But a side effect of starting to work on one's software portfolio earlier is that often choices may be... not very professional. Maybe an old email address you'd rather make disappear, maybe throwing in your full legal name, maybe vulgar commit messages, it happened to everyone. What to do? Hide the project? Delete git history and re-commit as a single "initial commit"?? Sacrifice an NVIDIA gpu to Torvalds hoping to be blessed with git expertise in your dreams???
None of this really was acceptable for me (except the last one but it didn't work, oof) so I decided to look into better solutions. Git is such an awesome tool, there must be a perfect solution, right????
The problem
Sorry, there will be compromises. Get used to disappointment.
Git repositories are chains of commits: every new one builds cryptographically on top of previous commits. This makes impossible to just go and change something in the first commit: you need to redo them all! While a few dozens of commits are manageable, hundreds are really hard to fix and trying to fix thousands manually is plain madness.
Commits store both an "author" and a "committer". What you see is usually the "author", but both fields are there. Remade commits may replace the "committer" field, making your rewrite obvious, be wary!
Similarly, commits have an "author date" and a "commit date". We want to preserve the "author date", as it is displayed and shows our project timeline, but we should probably be fine updating the "commit date" to current time.
So, without further ado, let's list our needs and dive into possible solutions
Desiderata
- replace authors: must be able to change commit authors
- preserve original time: while "committed" date can change, "created" date shouldn't
- fine-grained editing: allow changing only some commits
- commits signature: keep commits signed, if signed
- automatic: there should be no need for manual tweaking while rewriting
- fast: ideally this shouldn't take hours or days to complete
Our options
note that this is not a complete list, just what i am aware of! get in touch if you know more or have notes on these!
Mailmap
The simplest and built-in way to do this is with git's mailmap
. Just create a .mailmap
in your repository root directory with every occurrence to replace.
For example, this will replace all commits by old-user
(with or without mail) to your-user
with mail:
your-user <your@email.com> old-user <old@email.com>
your-user <your@email.com> old-user <>
This file can then be placed in the repository root, and git will use it to replace old authors in every command it runs.
This method doesn't rewrite history, rather registers "an alias" that git uses.
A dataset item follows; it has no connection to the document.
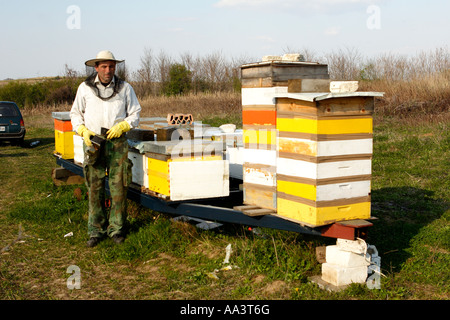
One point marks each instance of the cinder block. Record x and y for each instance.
(340, 276)
(347, 259)
(357, 246)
This is by far the cleanest and fastest method (as it doesn't really rewrite anything), but also the worst method as it doesn't really rewrite history. If you're trying to hide sensitive information, this isn't useful for you, but if you just want to remove an old dead email go for .mailmap.
summary
- replace authors: this doesn't rewrite history
- preserve original time
- fine-grained editing: literal matching via .mailmap file
- commits signature: as commits are not rewritten, signatures are unchanged
- automatic
- fast
Rebase + Amend
This method is the simplest for very small repos and will give the best results, but as repository complexity increases it quickly becomes excessively hard to make work.
Basically this starts from the first commit and rebases + amends all commits, resetting author to your current .gitconfig
values and updating the date to the original value (as it otherwise would get updated to now).
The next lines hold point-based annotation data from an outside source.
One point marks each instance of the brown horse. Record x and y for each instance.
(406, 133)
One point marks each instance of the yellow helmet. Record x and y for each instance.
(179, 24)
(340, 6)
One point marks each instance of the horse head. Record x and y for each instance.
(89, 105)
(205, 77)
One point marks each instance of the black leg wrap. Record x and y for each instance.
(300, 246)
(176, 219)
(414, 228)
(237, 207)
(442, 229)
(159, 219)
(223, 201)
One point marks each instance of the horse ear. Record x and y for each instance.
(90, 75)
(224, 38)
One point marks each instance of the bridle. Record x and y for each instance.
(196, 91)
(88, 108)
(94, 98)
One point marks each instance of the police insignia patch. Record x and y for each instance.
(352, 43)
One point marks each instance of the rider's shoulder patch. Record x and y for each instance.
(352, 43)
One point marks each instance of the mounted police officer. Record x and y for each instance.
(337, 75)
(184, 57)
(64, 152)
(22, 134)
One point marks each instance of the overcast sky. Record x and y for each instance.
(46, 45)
This works extremely well for small repos with a single non complicated branch and where all commits are yours, but if this isn't the case avoid using this method as it will rewrite even other contributors' commits, and won't automatically handle merges, requiring manual intervention.
$ git rebase -r --root --exec 'env GIT_COMMITTER_DATE="$(git log -n 1 --format=%aD)" git commit --amend --no-edit --reset-author --no-verify --date="$(git log -n 1 --format=%aD)"'
Since this is a big command, let's break it down:
git rebase
will start a new rebase-r
tells git to attempt to keep branching structure while rebasing--root
tells git to rebase from this branch root, allowing us to redo the first commit--exec
will run given command for each commit being rebased:env GIT_COMMITTER_DATE="$(git log -n 1 --format=%aD)"
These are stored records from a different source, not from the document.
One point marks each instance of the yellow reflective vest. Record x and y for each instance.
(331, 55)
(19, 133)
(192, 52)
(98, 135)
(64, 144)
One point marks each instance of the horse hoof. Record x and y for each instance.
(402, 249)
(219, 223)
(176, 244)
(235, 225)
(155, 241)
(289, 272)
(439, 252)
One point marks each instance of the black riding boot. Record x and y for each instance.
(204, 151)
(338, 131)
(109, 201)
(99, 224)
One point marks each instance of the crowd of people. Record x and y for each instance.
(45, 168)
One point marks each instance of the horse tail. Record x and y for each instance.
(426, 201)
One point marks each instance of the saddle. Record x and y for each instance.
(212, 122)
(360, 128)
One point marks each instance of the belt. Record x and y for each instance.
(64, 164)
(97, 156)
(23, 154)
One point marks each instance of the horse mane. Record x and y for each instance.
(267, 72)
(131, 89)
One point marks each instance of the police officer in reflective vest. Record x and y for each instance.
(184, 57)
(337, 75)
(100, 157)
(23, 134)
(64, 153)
gets commit date from log and sets env var1git commit --amend
amends this commit, so we can change its metadata--no-edit
we don't want to change the commit itself--reset-author
we want to reset this commit's author to our configured values--no-verify
we are changing signatures, verification will fail, skip it and put new signatures in place (if configured to do so)--date="$(git log -n 1 --format=%aD)"
we want to keep the author date as the original value (which we get from git log), otherwise it would get updated to current time
1: if I remember correctly, there is no command line argument to set committer date, so we need to use an env var
this is taken and adapted from a stack overflow answer, you may be interested in reading the original context for more tips
summary
- replace authors
- preserve original time
- fine-grained editing: will overwrite everything unconditionally
-
!
sign commits: commits will all be signed again if your git is configured to do so, but signatures will be different from original ones and all commits will be signed - automatic: merges are not handled automatically
- fast: as every commit is actually redone, this takes longer than mailmap method
Git Filter Repo
If neither of above methods works for you, a dedicated tool exists for precise in-depth repository rewriting: git-filter-repo.
git filter-repo
likely is in your distro's repositories for installation, but if not can be run as a python script (more here)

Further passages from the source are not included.